Oxidation of CaMKIIα cysteines inhibits autonomous activation induced by phosphorylation CaMKIIα 半胱氨酸的氧化抑制了磷酸化诱导的自主激活。

IF 3.8 3区生物学 Q2 BIOCHEMISTRY & MOLECULAR BIOLOGY

Archives of biochemistry and biophysics

Pub Date : 2025-02-01 DOI: 10.1016/j.abb.2024.110268

Nathália Rocco-Machado , Max Deng , Yi He , Rodney L. Levine

Ca²⁺/calmodulin-dependent protein kinase II α (CaMKIIα) “autonomous” activation induced by Thr286 phosphorylation has a crucial role in synaptic plasticity. Previous studies showed that in Alzheimer's disease brain, CaMKIIα autophosphorylation at Thr286 is reduced while the level of cysteine-oxidized CAMKIIα is elevated. We performed tryptic mapping of the oxidized CaMKIIα and discovered the formation of a disulfide between the N-terminal Cys6 and the regulatory domain Cys280. The apparent pK_a values of Cys6 and Cys280 are 7.1 and 7.7, respectively, lower than the 8.5 for free Cys. The low apparent pK_a of Cys6 facilitates the oxidation of its thiol to the sulfenic acid at physiological pH. The thiolate of Cys280 can then attack the sulfenic acid to form a disulfide. Using an antibody against phosphorylated Thr286, we showed that disulfide formation prevents Thr286 phosphorylation. CaMKIIα autonomous activation induced by disulfide formation is much lower than the autonomous activation induced by phosphorylation. The decreased autonomous activation may contribute to the synaptic impairment of Alzheimer's disease. We also generated a CaMKIIα mutant in which Cys6 was mutated to Ser6. This mutation prevented disulfide formation and restored autonomous activation induced by phosphorylation. Our findings provide insight into the mechanistic details of CaMKIIα autonomous activation induced by disulfide formation that may contribute to the impairment of long-term potentiation in Alzheimer's disease.

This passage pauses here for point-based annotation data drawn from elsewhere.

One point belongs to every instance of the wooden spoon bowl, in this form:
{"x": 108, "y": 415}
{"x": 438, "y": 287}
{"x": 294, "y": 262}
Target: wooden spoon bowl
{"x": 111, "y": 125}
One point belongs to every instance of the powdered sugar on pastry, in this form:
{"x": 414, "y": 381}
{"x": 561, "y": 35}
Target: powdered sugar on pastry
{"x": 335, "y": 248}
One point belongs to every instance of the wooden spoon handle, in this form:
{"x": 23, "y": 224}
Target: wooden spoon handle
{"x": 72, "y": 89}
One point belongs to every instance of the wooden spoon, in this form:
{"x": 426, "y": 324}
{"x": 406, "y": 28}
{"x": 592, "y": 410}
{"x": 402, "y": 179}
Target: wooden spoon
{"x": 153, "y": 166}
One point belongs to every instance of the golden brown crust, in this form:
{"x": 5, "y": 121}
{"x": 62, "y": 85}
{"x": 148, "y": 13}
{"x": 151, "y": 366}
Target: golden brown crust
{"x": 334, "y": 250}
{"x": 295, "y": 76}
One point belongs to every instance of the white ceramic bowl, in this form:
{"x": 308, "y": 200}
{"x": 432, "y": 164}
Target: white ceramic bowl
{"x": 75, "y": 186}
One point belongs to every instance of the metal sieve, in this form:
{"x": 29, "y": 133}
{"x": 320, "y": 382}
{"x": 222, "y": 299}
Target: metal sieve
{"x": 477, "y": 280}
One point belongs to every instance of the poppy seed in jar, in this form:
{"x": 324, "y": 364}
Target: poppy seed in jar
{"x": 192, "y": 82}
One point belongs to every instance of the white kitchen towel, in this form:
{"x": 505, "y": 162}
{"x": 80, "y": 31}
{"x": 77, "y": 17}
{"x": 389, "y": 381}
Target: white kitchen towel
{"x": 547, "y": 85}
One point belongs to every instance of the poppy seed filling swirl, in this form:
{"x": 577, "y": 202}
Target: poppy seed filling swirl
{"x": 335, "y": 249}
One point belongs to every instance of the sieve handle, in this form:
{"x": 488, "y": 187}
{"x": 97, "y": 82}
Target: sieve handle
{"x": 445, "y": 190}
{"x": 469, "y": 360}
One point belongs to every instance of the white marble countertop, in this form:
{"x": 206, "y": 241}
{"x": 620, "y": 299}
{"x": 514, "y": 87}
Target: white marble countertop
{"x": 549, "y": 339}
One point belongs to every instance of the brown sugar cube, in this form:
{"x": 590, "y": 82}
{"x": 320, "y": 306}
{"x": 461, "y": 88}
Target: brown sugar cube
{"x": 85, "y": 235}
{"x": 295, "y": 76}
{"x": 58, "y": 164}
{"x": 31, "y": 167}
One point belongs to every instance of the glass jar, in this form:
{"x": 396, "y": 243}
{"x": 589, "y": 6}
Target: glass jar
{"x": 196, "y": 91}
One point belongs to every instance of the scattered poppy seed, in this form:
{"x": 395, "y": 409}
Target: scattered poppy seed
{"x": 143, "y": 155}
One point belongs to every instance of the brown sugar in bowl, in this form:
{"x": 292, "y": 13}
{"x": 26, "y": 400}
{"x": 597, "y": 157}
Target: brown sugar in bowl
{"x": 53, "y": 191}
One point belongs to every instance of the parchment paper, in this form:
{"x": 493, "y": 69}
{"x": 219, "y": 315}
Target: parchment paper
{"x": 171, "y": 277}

Ca2+/钙调素依赖性蛋白激酶IIα （CaMKIIα）Thr286磷酸化诱导的“自主”激活在突触可塑性中起着至关重要的作用。先前的研究表明，在阿尔茨海默病的大脑中，CaMKIIα Thr286的自磷酸化水平降低，而半胱氨酸氧化的CaMKIIα水平升高。我们对氧化CaMKIIα进行了色氨酸定位，发现在n端Cys6和调节结构域Cys280之间形成了二硫化物。Cys6和Cys280的表观pKa值分别为7.1和7.7，低于游离Cys的8.5。Cys280的低表观pKa有利于其硫醇在生理ph下氧化为硫酸，然后Cys280的硫醇可以攻击硫酸形成二硫化物。利用抗磷酸化Thr286的抗体，我们发现二硫化物的形成阻止了Thr286的磷酸化。CaMKIIα由二硫化物形成诱导的自主激活远低于磷酸化诱导的自主激活。自主激活的减少可能与阿尔茨海默病的突触损伤有关。我们还生成了CaMKIIα突变体，其中Cys6突变为Ser6。这种突变阻止了二硫化物的形成，并恢复了磷酸化诱导的自主激活。我们的研究结果提供了对CaMKIIα自主激活的机制细节的深入了解，CaMKIIα自主激活可能导致阿尔茨海默病的长期增强功能受损。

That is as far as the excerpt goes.